Après une forte période de tension, la question de l’indépendance semble connaître une certaine détente. La région est dirigée par le parti ERC, la Gauche républicaine de Catalogne, un parti de gauche indépendantiste modéré, moins radical que le parti de Puigdemont, Juntsper Catalunya (Ensemble pour la Catalogne). Par ailleurs, le gouvernement espagnol actuel est composé d’une coalition regroupant notamment la gauche socialiste (Parti socialiste ouvrier espagnol, Parti des socialistes de Catalogne) et les nationalistes catalans (Gauche républicaine de Catalogne et Junts per Catalunya) ce qui a amélioré les relations entre Madrid et Barcelone. Par ailleurs, la situation économique difficile et l’augmentation de l’immigration ont vu les questions du pouvoir d’achat et de l’insécurité prendre de l’importance dans le débat public catalan. Néanmoins, Puigdemont et son parti cherche à maintenir la question de l’indépendance au premier-plan. Il a d’ailleurs annoncé que si jamais il échouait à devenir président de la région à l’issue de ces élections, il se retirerait de la vie politique. La campagne est ainsi traversée par ces deux questions : d’un côté des sujets nationaux espagnols (le pouvoir d’achat, l’insécurité, l’immigration) et d’un autre côté, la question de l’indépendance de la Catalogne.

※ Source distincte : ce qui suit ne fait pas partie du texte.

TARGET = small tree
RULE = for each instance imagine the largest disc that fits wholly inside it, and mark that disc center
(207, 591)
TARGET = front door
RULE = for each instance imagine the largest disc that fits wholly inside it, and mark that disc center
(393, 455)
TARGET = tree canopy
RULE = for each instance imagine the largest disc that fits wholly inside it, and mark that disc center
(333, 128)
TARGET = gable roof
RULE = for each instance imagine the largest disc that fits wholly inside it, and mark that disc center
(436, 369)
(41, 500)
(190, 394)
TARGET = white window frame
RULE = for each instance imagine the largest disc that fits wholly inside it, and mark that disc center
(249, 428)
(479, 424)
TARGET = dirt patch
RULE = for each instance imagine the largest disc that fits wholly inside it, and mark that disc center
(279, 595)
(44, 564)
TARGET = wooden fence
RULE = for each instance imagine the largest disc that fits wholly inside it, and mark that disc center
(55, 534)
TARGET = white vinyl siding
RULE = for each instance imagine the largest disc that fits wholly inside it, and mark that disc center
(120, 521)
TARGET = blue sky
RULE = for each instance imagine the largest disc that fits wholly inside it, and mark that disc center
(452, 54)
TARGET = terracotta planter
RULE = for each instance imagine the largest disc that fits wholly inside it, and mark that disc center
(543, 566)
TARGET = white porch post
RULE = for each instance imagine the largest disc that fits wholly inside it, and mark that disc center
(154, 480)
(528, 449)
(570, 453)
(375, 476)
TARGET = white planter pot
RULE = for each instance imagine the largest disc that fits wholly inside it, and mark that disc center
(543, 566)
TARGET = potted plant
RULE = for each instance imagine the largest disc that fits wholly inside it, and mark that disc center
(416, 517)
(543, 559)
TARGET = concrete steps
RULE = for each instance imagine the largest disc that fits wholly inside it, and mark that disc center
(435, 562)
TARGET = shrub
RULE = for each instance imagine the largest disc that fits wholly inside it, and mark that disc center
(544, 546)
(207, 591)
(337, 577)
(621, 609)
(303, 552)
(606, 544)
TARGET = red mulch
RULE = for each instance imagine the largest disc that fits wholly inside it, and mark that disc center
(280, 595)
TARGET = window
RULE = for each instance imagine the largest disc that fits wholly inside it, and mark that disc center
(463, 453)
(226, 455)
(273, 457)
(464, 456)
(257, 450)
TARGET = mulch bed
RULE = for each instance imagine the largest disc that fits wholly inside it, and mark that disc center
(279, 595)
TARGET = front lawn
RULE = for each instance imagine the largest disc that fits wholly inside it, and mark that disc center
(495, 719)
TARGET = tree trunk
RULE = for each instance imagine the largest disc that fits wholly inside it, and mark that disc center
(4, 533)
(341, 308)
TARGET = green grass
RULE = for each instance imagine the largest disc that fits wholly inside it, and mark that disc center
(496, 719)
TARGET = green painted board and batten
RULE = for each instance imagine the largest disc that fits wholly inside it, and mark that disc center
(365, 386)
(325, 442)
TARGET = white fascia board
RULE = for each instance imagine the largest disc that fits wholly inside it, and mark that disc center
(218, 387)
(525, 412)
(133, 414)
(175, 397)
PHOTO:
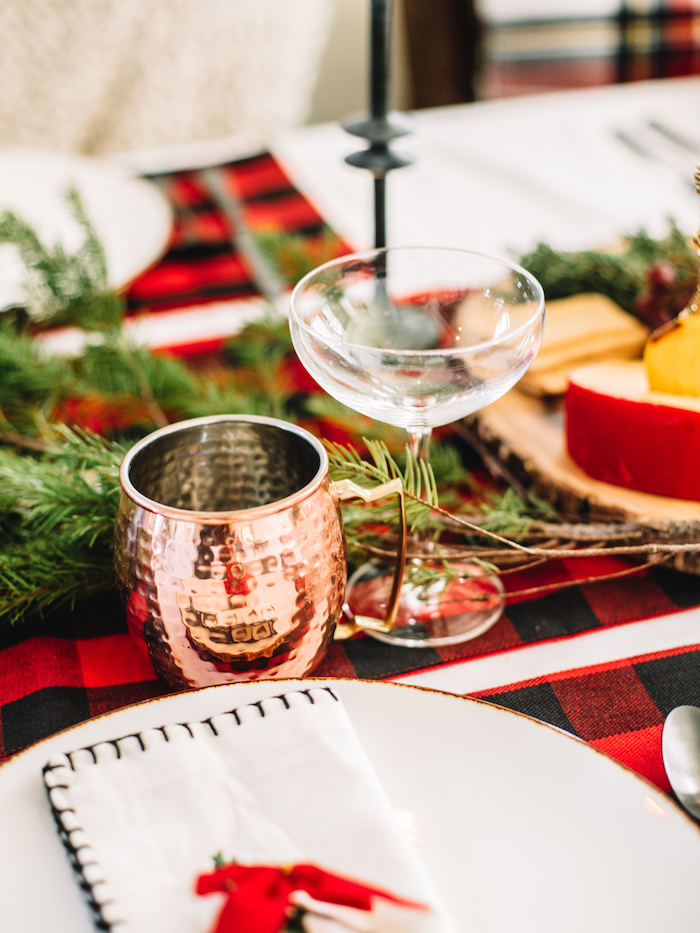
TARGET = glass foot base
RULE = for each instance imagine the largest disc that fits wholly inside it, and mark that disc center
(438, 612)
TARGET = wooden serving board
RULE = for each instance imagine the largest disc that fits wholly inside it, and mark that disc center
(526, 435)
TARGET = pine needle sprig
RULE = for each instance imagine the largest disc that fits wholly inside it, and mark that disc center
(57, 515)
(31, 380)
(64, 288)
(417, 477)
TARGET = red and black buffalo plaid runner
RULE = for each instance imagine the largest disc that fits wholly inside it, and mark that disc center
(618, 707)
(77, 664)
(203, 263)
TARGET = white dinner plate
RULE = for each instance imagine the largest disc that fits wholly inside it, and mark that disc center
(131, 216)
(523, 827)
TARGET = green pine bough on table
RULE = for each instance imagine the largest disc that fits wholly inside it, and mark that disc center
(651, 279)
(65, 424)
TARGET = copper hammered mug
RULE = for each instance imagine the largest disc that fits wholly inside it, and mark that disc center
(230, 550)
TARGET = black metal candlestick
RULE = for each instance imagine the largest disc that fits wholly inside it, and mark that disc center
(381, 126)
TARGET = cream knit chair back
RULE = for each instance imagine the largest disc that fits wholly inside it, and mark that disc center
(102, 76)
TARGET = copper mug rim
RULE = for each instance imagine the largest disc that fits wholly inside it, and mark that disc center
(257, 511)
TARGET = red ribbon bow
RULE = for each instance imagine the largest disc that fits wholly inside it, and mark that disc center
(259, 895)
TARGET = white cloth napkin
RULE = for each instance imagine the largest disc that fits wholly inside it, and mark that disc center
(280, 781)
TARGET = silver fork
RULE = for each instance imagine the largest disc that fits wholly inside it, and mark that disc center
(673, 136)
(647, 152)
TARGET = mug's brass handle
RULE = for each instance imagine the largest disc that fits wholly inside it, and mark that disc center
(348, 490)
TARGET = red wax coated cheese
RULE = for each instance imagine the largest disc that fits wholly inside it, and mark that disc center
(619, 432)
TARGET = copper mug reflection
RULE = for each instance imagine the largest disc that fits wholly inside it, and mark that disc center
(230, 552)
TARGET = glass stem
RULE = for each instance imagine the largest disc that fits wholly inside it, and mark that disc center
(419, 445)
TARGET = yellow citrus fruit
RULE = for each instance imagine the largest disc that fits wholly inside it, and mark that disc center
(672, 357)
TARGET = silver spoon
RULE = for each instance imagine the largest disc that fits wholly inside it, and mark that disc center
(680, 748)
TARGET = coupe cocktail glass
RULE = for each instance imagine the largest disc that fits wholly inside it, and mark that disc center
(417, 338)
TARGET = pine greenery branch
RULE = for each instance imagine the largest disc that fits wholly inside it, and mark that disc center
(57, 515)
(622, 276)
(294, 255)
(61, 288)
(30, 379)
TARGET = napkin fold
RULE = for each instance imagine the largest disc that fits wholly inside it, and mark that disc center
(278, 782)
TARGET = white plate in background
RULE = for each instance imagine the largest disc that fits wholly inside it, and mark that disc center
(131, 216)
(522, 826)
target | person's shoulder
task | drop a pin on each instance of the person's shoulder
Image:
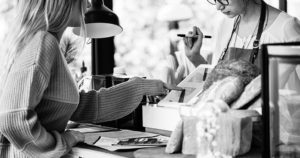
(283, 27)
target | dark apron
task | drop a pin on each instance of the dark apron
(251, 55)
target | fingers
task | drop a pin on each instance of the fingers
(198, 32)
(172, 87)
(193, 37)
(78, 135)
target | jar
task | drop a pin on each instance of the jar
(281, 99)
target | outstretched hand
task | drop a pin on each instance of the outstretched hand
(192, 44)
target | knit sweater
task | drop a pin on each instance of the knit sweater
(40, 97)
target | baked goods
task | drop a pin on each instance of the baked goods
(228, 89)
(239, 68)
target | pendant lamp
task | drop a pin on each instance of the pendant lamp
(101, 22)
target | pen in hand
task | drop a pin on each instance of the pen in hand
(204, 36)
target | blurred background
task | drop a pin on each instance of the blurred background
(149, 35)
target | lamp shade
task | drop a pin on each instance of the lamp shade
(101, 22)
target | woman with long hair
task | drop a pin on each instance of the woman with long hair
(38, 95)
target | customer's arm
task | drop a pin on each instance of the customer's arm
(116, 102)
(193, 47)
(20, 123)
(23, 91)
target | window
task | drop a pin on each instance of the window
(144, 44)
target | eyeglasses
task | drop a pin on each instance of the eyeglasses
(222, 2)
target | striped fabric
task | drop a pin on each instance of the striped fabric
(40, 96)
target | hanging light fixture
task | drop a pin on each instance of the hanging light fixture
(101, 22)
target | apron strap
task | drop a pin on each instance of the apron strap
(262, 19)
(255, 50)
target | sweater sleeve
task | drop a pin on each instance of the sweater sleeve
(113, 103)
(19, 123)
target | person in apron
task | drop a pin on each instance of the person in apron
(255, 19)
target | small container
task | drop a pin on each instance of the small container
(281, 100)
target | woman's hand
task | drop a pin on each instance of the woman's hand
(193, 46)
(73, 137)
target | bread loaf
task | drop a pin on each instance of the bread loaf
(238, 68)
(227, 89)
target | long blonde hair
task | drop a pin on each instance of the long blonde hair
(33, 16)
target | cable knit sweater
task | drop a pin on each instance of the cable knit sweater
(40, 97)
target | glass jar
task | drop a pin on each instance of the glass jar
(281, 98)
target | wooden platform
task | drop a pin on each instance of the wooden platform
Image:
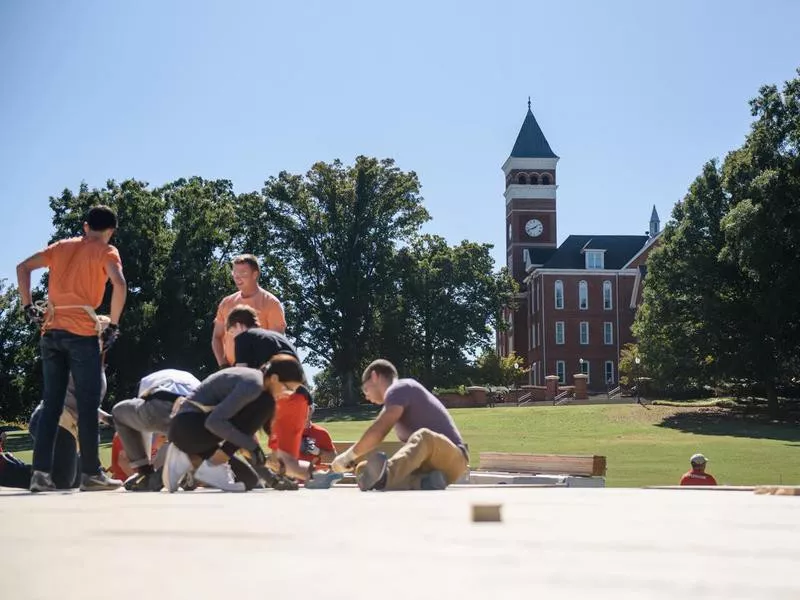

Les forces politiques en présence

La situation politique en Catalogne est compliquée du fait de la présence d’un double clivage : d’un côté, le clivage gauche-droite classique présent dans toute l’Espagne et d’un autre côté, un clivage entre indépendantistes catalans et unionistes pro-Espagne. Cela conduit à une multiplication des partis politiques. Du côté indépendantiste, trois partis historiques sont à noter : à droite, Ensemble pour la Catalogne (Junts), le parti de droite indépendantiste radical de Puigdemont et à gauche, ERC, la Gauche républicaine de Catalogne. À ces deux partis s’ajoute un parti d’extrême-gauche indépendantiste, la Candidature d’unité populaire (CUP). Enfin, depuis peu, émerge une droite nationaliste catalane anti-immigration représentée par l’Alliance catalane. Ce nationalisme catalan marqué à la droite radicale est une rupture avec le nationalisme catalan historique, traditionnellement favorable à l’immigration, notamment marocaine, dans laquelle il voit une manière de réduire la proportion d’hispanophones en Catalogne. En face de ces partis existent des partis loyalistes, déclinaison locale des grands partis espagnols : à gauche, le Parti des socialistes de Catalogne ; à droite, le Parti populaire, conservateur, et Vox, nationaliste. A cela s’ajoute le parti de gauche radicale, Comuns Sumar, globalement loyaliste mais favorable à l’auto-détermination du peuple catalan.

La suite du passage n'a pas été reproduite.